其中,惯性传感器与视觉系统耦合在同一拍摄设备上,视频组中每一视频均是基于视觉系统所获取的,防抖处理是通过视觉系统及惯性传感器,并基于两者之间的延时值所完成的,防抖性能得分用于评估对视频作防抖处理后的防抖效果。惯性传感器与视觉系统之所以需要耦合在同一拍摄设备上,是因为本发明实施例主要是根据视觉系统的成像质量,来校准惯性传感器与视觉系统之间的延时值。其中,惯性传感器需要捕获摄影设备的抖动,而视觉系统需要在拍摄设备存在抖动的前提下拍摄成像并后续以此确定成像质量。为达到上述前提,惯性传感器与视觉系统需要耦合在同一拍摄设备上。
在上述步骤101中,视频组可以仅包括一个视频,也可以包括多个视频,本发明实施例对此不作具体限定。在上述步骤102中,视频组对应的防抖性能得分是基于视频组中每一视频的防抖性能得分所得到的。本发明实施例不对获取视频组对应的防抖性能得分的方式作具体限定,包括但不限于:将视频组中每一视频的防抖性能得分进行相加,将相加得到的和值作为视频组对应的防抖性能得分;或者,将视频组中每一视频的防抖性能得分进行相加,再对相加得到的和值取平均值,将平均值作为视频组对应的防抖性能得分。

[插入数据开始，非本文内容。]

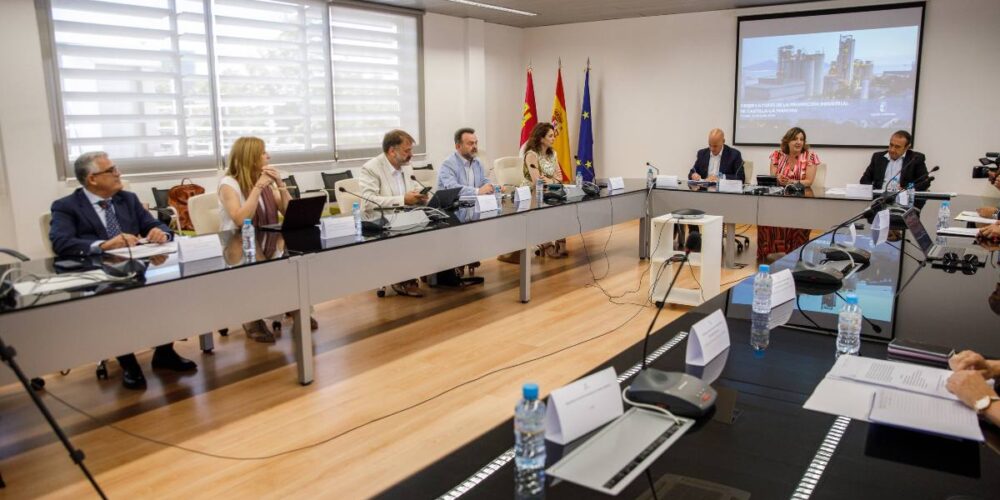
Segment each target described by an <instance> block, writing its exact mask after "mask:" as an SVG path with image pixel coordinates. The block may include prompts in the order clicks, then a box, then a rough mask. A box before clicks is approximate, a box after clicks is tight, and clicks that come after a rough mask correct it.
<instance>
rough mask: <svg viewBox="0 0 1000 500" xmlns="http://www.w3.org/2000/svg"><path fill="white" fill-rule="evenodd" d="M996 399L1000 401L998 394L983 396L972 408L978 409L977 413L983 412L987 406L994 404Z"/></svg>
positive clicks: (980, 398) (985, 408) (988, 406)
mask: <svg viewBox="0 0 1000 500" xmlns="http://www.w3.org/2000/svg"><path fill="white" fill-rule="evenodd" d="M994 401H1000V397H998V396H983V397H981V398H979V399H977V400H976V404H975V405H973V407H972V409H973V410H976V413H982V412H984V411H986V409H987V408H989V407H990V405H991V404H993V402H994Z"/></svg>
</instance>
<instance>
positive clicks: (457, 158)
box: [437, 151, 490, 196]
mask: <svg viewBox="0 0 1000 500" xmlns="http://www.w3.org/2000/svg"><path fill="white" fill-rule="evenodd" d="M467 166H471V167H472V177H473V178H472V179H469V177H468V175H467V171H466V167H467ZM489 183H490V181H489V179H487V178H486V172H485V171H484V170H483V164H482V163H479V159H478V158H473V159H472V161H471V162H470V161H469V160H466V159H465V158H462V156H461V155H459V154H458V151H455V152H454V153H452V154H451V156H449V157H448V158H447V159H446V160H445V161H444V163H442V164H441V171H440V172H438V184H437V188H438V190H441V189H450V188H457V187H461V188H462V192H461V196H475V195H476V194H478V193H479V188H481V187H483V186H485V185H486V184H489Z"/></svg>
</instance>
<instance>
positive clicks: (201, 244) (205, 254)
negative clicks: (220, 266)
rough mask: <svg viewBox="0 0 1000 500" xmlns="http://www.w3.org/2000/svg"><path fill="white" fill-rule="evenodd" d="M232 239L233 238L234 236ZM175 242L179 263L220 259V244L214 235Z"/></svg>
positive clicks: (199, 236) (220, 245) (221, 248)
mask: <svg viewBox="0 0 1000 500" xmlns="http://www.w3.org/2000/svg"><path fill="white" fill-rule="evenodd" d="M233 237H234V238H235V237H236V235H233ZM175 241H176V242H177V259H178V260H179V261H180V262H192V261H196V260H202V259H210V258H212V257H222V243H221V242H219V237H218V236H216V235H214V234H206V235H205V236H185V237H179V238H177V239H176V240H175Z"/></svg>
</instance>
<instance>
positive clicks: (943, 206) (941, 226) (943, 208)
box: [935, 201, 951, 245]
mask: <svg viewBox="0 0 1000 500" xmlns="http://www.w3.org/2000/svg"><path fill="white" fill-rule="evenodd" d="M950 226H951V202H949V201H942V202H941V208H938V224H937V232H941V230H942V229H947V228H948V227H950ZM947 240H948V239H947V238H945V237H944V236H941V235H940V234H938V235H937V237H936V238H935V243H937V244H938V245H944V244H945V243H947V242H948V241H947Z"/></svg>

另外,在步骤102中,延时值可具有初始值,如初始值为0。第一次对延时值进行更新,可以指的是对延时值的初始值进行更新。当然,实际实施过程中,第一次获取视频组对应的防抖性能得分,可以不对延时值进行更新,也即不是基于更新后的延时值获取视频组对应的防抖性能得分,而是直接基于延时值的初始值,本发明实施例不对此作具体限定。
对于延时值的更新方式,可以朝延时值增加的方向去更新,也可以朝延时值降低的方向去更新,本发明实施例对此不作具体限定。例如,朝延时值增加的方向去更新,可以之前延时值为0.2秒,更新后增加为0.3秒。朝延时值降低的方向去更新,可以之前延时值为0.3秒,更新后降低为0.2秒。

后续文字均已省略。